Wednesday, October 3, 2007

Indian infrastructure

Indian infrastructure

This is not about nature but about roads, perhaps the antithesis of nature. Each day I leave the teeming city of Bangalore to head out into the jungle with my guide for a day of nature. The trip begins with packing myself into the back of a little Tata car that my guide has hired. There are no airbags and the seat belts do not work. It is not air-conditioned because my guide tells me it is the cool season. That is, it is 80°F, so "not a problem".

We join the throng of cars, trucks and buses, all honking and jockeying for a lane position. There are no speed limits and although you run into an occasional lane marking, they are ignored. Into this mix, throw in thousands of motorcycles, many with entire families on them but usually just a couple. The man wears a helmet and seems intent, while the woman looks serene in her wondrously colored sari and sits side saddle on the back. Now for the coup de grace we add an absurd vehicle, the auto-rickshaw, a three wheeled contraption that holds a driver and whatever fits in the back- a passenger or two or three or four or five, merchandise, mattresses, even dead chickens. This auto-rickshaw is a two-stroke engine, in other words, a chain-saw with three wheels. Like a chain-saw it spews acrid blue oily smoke that makes ones throat raw and air stiff with oil and carbon.

The sun breaks through the clouds and turns all this exhaust into the hydrocarbon soup will call smog. It stings the eyes and closes the throat. Pedestrians, who are the least important piece of this traffic food-chain, stand along the sides of the road looking for the moment to run across. The moment they step into the roadway, every vehicle begins honking frantically resulting in about half of the crossers to back away and the half to fling themselves before the oncoming vehicles.

All this does not really stretch our incredulity until you add in cows. Lots of cows. Cows walking two abreast down the middle of the road, cows lying in the road, cows thinking about entering the road. It is all madness.

The jungle spots I have been going to are 1 to 2 hours of this horrific traffic away. Then of course I have to make the return during rush hour. On the way back today we went to turn onto the highway entrance ramp and it was blocked by a huge bale of hay. An old man on a bicycle came by and motioned to follow him on his bicycle. He drove ahead some fifty feet and motioned us up a highway ramp. Only halfway up did I realize we were going the wrong way and the exit ramp!
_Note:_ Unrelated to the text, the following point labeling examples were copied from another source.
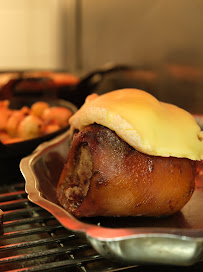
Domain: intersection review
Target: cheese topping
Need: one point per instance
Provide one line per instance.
(148, 125)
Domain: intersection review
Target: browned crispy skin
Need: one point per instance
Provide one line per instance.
(104, 176)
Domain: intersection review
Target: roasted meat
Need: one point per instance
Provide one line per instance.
(105, 176)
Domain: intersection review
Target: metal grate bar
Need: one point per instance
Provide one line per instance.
(52, 266)
(21, 233)
(10, 195)
(31, 220)
(36, 243)
(41, 254)
(12, 204)
(20, 212)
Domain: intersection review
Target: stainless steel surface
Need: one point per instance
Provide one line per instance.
(175, 240)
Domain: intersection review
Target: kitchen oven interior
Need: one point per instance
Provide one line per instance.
(148, 45)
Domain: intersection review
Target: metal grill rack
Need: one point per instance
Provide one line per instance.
(33, 240)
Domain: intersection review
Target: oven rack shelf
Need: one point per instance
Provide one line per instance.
(33, 240)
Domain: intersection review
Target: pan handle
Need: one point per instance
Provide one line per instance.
(88, 83)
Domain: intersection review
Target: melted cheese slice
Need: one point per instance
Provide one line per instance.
(148, 125)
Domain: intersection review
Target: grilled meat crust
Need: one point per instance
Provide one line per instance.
(104, 176)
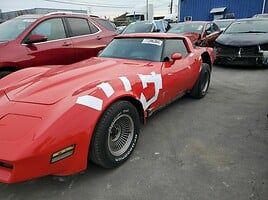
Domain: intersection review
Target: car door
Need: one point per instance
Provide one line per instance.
(56, 50)
(176, 76)
(86, 37)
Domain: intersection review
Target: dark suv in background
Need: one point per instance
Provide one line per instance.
(51, 39)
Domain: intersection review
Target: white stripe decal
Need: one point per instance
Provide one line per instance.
(107, 89)
(90, 101)
(126, 83)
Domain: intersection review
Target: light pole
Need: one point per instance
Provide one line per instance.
(263, 6)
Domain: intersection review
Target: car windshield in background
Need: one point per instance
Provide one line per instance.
(139, 27)
(134, 48)
(223, 24)
(11, 29)
(253, 26)
(185, 27)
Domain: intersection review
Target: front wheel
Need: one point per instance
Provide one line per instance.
(202, 84)
(116, 135)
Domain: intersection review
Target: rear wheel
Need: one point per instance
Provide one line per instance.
(202, 84)
(116, 135)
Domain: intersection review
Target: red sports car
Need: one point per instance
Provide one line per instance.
(58, 38)
(53, 119)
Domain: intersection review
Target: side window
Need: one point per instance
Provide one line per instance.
(174, 46)
(52, 28)
(79, 26)
(106, 24)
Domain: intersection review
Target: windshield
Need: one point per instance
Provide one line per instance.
(187, 27)
(134, 48)
(139, 28)
(11, 29)
(248, 27)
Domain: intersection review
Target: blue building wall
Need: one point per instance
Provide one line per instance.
(200, 9)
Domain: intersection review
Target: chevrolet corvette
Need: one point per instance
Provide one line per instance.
(54, 120)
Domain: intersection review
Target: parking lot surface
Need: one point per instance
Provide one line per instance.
(208, 149)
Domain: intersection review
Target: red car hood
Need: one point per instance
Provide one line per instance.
(54, 84)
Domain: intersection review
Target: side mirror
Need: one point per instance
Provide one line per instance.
(176, 56)
(36, 38)
(208, 32)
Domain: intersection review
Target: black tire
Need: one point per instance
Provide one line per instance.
(115, 135)
(202, 84)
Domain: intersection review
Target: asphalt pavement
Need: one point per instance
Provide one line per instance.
(215, 148)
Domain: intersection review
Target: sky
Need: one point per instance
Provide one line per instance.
(161, 7)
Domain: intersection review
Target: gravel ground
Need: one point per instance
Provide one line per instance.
(215, 148)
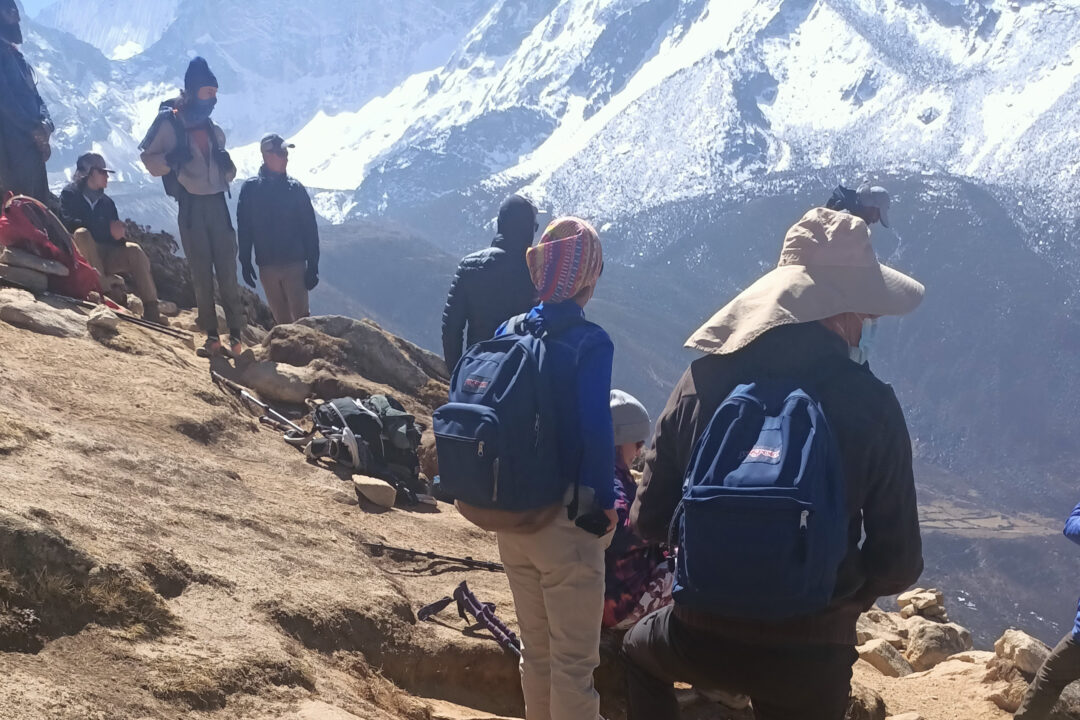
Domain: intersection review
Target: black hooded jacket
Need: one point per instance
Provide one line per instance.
(491, 285)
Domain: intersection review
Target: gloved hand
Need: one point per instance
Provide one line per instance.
(248, 272)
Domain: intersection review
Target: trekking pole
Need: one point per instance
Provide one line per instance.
(378, 548)
(247, 397)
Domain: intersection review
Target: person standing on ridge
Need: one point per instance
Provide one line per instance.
(186, 149)
(785, 534)
(275, 217)
(1063, 666)
(25, 125)
(869, 202)
(92, 218)
(491, 285)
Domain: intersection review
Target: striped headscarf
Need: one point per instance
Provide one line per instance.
(566, 260)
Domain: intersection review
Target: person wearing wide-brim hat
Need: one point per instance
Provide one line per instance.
(92, 218)
(810, 321)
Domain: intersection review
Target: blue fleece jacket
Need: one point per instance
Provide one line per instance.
(579, 366)
(1072, 532)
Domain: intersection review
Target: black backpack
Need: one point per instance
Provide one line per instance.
(375, 436)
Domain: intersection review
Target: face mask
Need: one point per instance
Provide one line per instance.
(862, 353)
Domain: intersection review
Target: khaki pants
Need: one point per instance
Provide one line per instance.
(556, 576)
(286, 294)
(119, 259)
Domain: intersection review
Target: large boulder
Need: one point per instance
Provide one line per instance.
(21, 309)
(929, 642)
(370, 352)
(885, 657)
(1026, 653)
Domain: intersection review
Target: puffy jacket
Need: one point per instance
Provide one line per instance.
(76, 212)
(1072, 532)
(275, 217)
(491, 285)
(876, 451)
(22, 110)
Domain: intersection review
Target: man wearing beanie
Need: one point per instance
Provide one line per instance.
(491, 285)
(25, 126)
(556, 573)
(187, 149)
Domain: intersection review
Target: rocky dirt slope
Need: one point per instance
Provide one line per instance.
(162, 555)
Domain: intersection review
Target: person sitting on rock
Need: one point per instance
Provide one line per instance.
(638, 576)
(275, 217)
(802, 323)
(556, 573)
(491, 285)
(1063, 665)
(868, 202)
(25, 125)
(92, 218)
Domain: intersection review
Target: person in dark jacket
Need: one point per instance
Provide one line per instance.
(491, 285)
(1063, 665)
(25, 125)
(92, 218)
(275, 217)
(804, 321)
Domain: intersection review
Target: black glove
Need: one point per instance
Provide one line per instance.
(248, 272)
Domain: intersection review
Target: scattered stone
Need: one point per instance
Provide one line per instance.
(31, 280)
(103, 320)
(865, 704)
(18, 308)
(13, 256)
(930, 643)
(376, 491)
(1027, 653)
(885, 657)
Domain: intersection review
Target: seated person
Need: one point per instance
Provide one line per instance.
(638, 575)
(91, 216)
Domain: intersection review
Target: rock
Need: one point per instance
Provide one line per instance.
(885, 657)
(278, 383)
(865, 704)
(375, 490)
(31, 280)
(1026, 653)
(103, 318)
(930, 643)
(13, 256)
(372, 352)
(19, 309)
(876, 624)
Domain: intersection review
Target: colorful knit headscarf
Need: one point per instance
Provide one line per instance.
(566, 260)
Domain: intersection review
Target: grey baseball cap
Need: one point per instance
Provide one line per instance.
(875, 197)
(274, 143)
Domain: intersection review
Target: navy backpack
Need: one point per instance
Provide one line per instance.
(496, 438)
(763, 526)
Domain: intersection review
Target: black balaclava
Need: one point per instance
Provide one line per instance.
(517, 221)
(11, 32)
(197, 111)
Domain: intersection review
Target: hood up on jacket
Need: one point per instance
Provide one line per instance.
(517, 223)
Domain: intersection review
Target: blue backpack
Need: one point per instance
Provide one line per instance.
(496, 438)
(763, 526)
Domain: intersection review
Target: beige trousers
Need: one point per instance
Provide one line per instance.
(286, 295)
(556, 576)
(119, 259)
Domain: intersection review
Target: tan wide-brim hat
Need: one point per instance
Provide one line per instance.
(827, 267)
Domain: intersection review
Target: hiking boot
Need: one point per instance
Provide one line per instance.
(151, 313)
(211, 348)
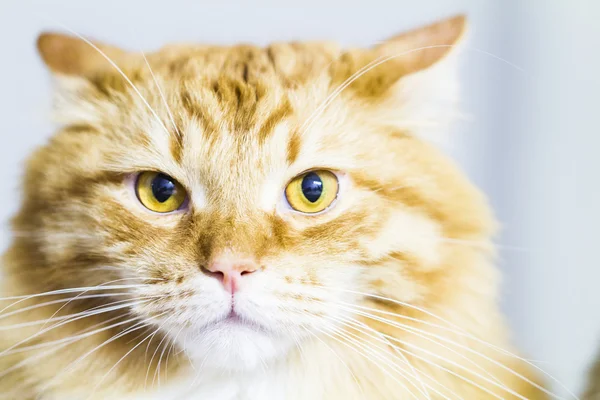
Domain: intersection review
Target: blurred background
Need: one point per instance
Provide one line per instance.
(532, 141)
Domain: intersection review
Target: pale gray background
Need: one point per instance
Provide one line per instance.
(531, 144)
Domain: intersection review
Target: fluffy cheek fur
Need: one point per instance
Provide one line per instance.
(298, 295)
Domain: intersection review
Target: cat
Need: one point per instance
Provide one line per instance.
(242, 222)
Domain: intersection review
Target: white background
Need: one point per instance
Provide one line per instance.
(532, 143)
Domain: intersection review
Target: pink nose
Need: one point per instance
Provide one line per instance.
(229, 270)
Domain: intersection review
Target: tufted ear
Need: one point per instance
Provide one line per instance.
(424, 47)
(72, 56)
(421, 77)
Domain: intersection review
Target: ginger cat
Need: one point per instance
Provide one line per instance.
(254, 223)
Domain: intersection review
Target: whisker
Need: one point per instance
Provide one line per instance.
(120, 71)
(122, 358)
(358, 385)
(450, 362)
(407, 327)
(422, 333)
(162, 95)
(43, 354)
(373, 64)
(64, 291)
(49, 303)
(468, 335)
(41, 332)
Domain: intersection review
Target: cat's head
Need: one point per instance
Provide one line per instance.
(250, 195)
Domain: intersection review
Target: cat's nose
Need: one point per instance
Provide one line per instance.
(231, 270)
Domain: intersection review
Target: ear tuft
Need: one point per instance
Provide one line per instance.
(423, 47)
(68, 55)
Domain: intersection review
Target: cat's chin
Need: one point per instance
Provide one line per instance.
(232, 345)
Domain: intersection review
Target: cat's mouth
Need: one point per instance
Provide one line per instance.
(236, 320)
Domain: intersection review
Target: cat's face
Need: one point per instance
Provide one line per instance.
(250, 211)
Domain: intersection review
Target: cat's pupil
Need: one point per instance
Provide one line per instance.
(312, 187)
(163, 188)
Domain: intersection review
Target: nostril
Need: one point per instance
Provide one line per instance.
(215, 274)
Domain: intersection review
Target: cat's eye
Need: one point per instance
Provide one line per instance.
(312, 192)
(159, 192)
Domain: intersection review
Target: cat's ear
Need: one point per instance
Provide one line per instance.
(422, 48)
(421, 76)
(71, 56)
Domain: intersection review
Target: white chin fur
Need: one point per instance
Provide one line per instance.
(232, 347)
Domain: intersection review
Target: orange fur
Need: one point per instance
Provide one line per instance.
(407, 228)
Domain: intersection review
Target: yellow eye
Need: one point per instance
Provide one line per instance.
(312, 192)
(159, 192)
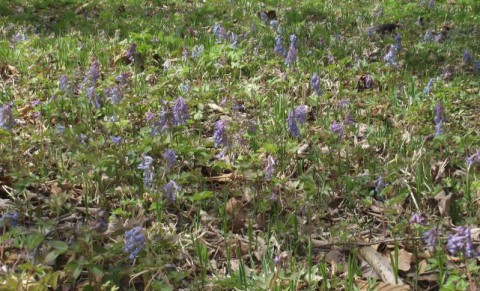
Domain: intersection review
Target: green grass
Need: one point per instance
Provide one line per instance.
(76, 192)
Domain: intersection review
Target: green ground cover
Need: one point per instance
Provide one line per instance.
(239, 145)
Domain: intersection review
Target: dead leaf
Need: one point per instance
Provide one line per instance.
(380, 286)
(380, 265)
(7, 71)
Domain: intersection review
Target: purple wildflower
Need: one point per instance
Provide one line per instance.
(150, 115)
(264, 17)
(368, 81)
(315, 81)
(19, 37)
(180, 111)
(291, 55)
(60, 129)
(171, 189)
(132, 53)
(397, 41)
(122, 78)
(416, 219)
(146, 166)
(473, 158)
(114, 94)
(185, 87)
(279, 49)
(117, 139)
(294, 40)
(298, 115)
(170, 157)
(92, 75)
(63, 83)
(93, 98)
(391, 57)
(197, 51)
(428, 89)
(6, 117)
(428, 36)
(134, 242)
(9, 219)
(164, 119)
(467, 57)
(337, 128)
(379, 186)
(439, 118)
(219, 32)
(461, 241)
(476, 67)
(430, 237)
(219, 135)
(274, 24)
(269, 168)
(349, 120)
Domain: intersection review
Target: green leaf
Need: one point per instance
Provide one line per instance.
(52, 256)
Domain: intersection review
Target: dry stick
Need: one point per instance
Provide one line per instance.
(322, 244)
(469, 276)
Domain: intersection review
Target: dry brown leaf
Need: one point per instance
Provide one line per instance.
(365, 285)
(380, 265)
(7, 71)
(221, 178)
(215, 107)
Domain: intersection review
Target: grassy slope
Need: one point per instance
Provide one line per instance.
(224, 230)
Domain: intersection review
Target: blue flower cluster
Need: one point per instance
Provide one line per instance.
(134, 242)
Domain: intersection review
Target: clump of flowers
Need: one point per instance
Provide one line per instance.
(428, 36)
(116, 139)
(63, 83)
(291, 57)
(170, 157)
(197, 52)
(269, 168)
(279, 49)
(170, 117)
(439, 118)
(132, 54)
(391, 57)
(473, 158)
(6, 117)
(416, 219)
(180, 111)
(8, 219)
(337, 128)
(219, 135)
(461, 241)
(430, 237)
(428, 89)
(147, 167)
(467, 57)
(295, 117)
(134, 242)
(114, 94)
(90, 82)
(315, 81)
(171, 189)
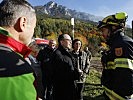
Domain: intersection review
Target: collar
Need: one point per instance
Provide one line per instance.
(13, 44)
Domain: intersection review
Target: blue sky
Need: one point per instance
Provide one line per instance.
(95, 7)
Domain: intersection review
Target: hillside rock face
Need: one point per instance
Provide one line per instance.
(53, 9)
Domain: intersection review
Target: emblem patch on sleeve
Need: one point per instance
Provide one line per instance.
(118, 51)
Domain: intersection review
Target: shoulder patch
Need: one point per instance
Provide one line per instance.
(118, 51)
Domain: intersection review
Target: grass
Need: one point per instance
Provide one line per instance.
(93, 89)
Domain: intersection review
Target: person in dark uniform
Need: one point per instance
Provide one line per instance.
(118, 72)
(63, 70)
(44, 57)
(82, 63)
(17, 24)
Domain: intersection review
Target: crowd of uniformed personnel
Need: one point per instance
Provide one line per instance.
(58, 72)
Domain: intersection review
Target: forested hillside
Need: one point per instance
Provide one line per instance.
(50, 27)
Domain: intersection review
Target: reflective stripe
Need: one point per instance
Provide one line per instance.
(121, 63)
(124, 63)
(112, 95)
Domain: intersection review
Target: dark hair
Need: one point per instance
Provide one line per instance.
(12, 10)
(62, 36)
(75, 40)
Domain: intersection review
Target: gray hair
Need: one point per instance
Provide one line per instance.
(12, 10)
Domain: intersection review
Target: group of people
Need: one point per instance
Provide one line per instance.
(64, 68)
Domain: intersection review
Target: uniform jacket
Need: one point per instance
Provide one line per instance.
(82, 60)
(16, 75)
(119, 79)
(63, 75)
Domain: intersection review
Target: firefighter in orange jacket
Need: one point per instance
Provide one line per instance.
(118, 73)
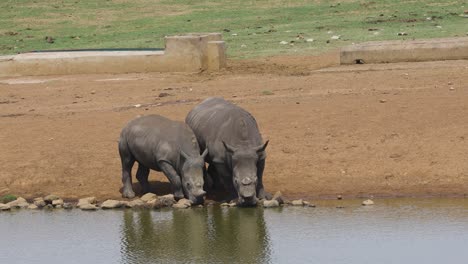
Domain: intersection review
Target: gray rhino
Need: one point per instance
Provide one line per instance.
(236, 150)
(163, 145)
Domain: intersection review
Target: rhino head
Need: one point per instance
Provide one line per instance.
(192, 177)
(244, 171)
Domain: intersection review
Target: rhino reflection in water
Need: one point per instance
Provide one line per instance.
(211, 235)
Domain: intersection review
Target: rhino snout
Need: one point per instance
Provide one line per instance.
(246, 181)
(200, 193)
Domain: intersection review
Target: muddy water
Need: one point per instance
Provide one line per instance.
(392, 231)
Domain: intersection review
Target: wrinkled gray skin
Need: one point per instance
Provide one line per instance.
(161, 144)
(236, 150)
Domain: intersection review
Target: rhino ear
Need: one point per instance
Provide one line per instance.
(262, 148)
(229, 148)
(205, 153)
(184, 154)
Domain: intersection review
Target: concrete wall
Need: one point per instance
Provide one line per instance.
(193, 52)
(406, 51)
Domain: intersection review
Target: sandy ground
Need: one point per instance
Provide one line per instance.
(383, 130)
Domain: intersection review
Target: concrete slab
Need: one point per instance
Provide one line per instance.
(188, 53)
(406, 51)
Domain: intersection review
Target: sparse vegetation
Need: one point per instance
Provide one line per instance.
(7, 198)
(251, 28)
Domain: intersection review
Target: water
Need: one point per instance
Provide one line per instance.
(392, 231)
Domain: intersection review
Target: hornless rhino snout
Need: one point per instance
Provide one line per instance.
(200, 193)
(246, 181)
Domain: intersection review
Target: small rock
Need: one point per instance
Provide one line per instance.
(57, 202)
(4, 207)
(153, 204)
(49, 198)
(148, 197)
(111, 204)
(368, 202)
(278, 196)
(20, 202)
(297, 202)
(135, 203)
(270, 203)
(33, 207)
(180, 206)
(164, 94)
(167, 200)
(87, 200)
(185, 201)
(49, 39)
(88, 207)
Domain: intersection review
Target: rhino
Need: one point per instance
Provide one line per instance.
(161, 144)
(236, 155)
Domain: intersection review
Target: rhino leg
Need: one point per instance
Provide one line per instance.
(127, 160)
(261, 193)
(225, 176)
(174, 178)
(208, 179)
(142, 176)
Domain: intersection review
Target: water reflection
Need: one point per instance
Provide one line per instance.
(208, 235)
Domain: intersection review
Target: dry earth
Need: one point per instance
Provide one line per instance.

Sure enough we accelerated and pulled onto the high only to see a sea of cars and trucks coming right at us, all honking. Our driver swerved across three lanes and jumped the curb to reach our correct direction of travel.

Half a mile went by and we were diverted back to the side we left and the driver slowed for the traffic cones and the "construction zone" signs. Pulling along side the construction area we saw who was building the highway- one man using a shovel, alone under the hot sun.

It is not just the streets- the side walks are all heaved and broken. The power flickers on and off rebooting computers and street lights and ATMs. It is life out of balance.


kaylyn said...

You had me laughing out loud with your traffic description. Reminded me of my time in Mumbai. Such well worded accounts ... you have me there with you.

Gregg said...

Will you be going to Darjeeling? If, so, I have a friend who you might be interested to meet ... A Sherpa with a history of climbing Everest.


George Forman said...

I was with Steve during this trip and relish the opportunity to share his words with my friends and family. Thanks Steve. I have posted in this section just to revisit our ride back together from Logan Airport to Amherst. Only hours away from Bangalore we were all struck with the comparison to the Mass Pike at rush hour. If it weren't for the pollution I think I prefer Bangalore. In Bangalore, people drive using the same mindset one would have leaving en masse from a sport stadium, each person flowing into whatever open space appears, no one going very fast. On the Mass Pike the mindset is not space, but time: "I must get home before the newscast." or"I have to have dinner ready by 7:00." From our elevated seats in the large van we could see cars switching lanes at 70 miles per hour leaving least than two car lengths between, knowing that being ahead meant being on time. In India everyone honks, sometimes to say, "I am behind you, be careful" sometimes to say,"I am heading for that space over there." On the Mass Pike people do not honk, but occasionally give you a flash of the lights in your rearview mirror to signal they want to pass. Lanes on the Mass Pike mark territories that the fast guys own and you must honor the authority of speed. Lanes markers in Bangalore are ornamental and are useful only to reveal breaks in the pavement. Even the faster highway from Mysore had triple speed bumps as you approach a village or fence like barriers that one slaloms around. Since cows have prerogative, limited access highways in India are inconceivable. Time is not the issue. I must also note that on the Mass Pike we saw an ambulance leaving a traffic accident somewhere past Framingham. We did not see any accidents in India. Anecdotal evidence for sure, but sometimes crowds take care of flow, while speed lanes encourage a sort of projectile view of travel.

Thanks again Steve for the wonderful documentation of your travels.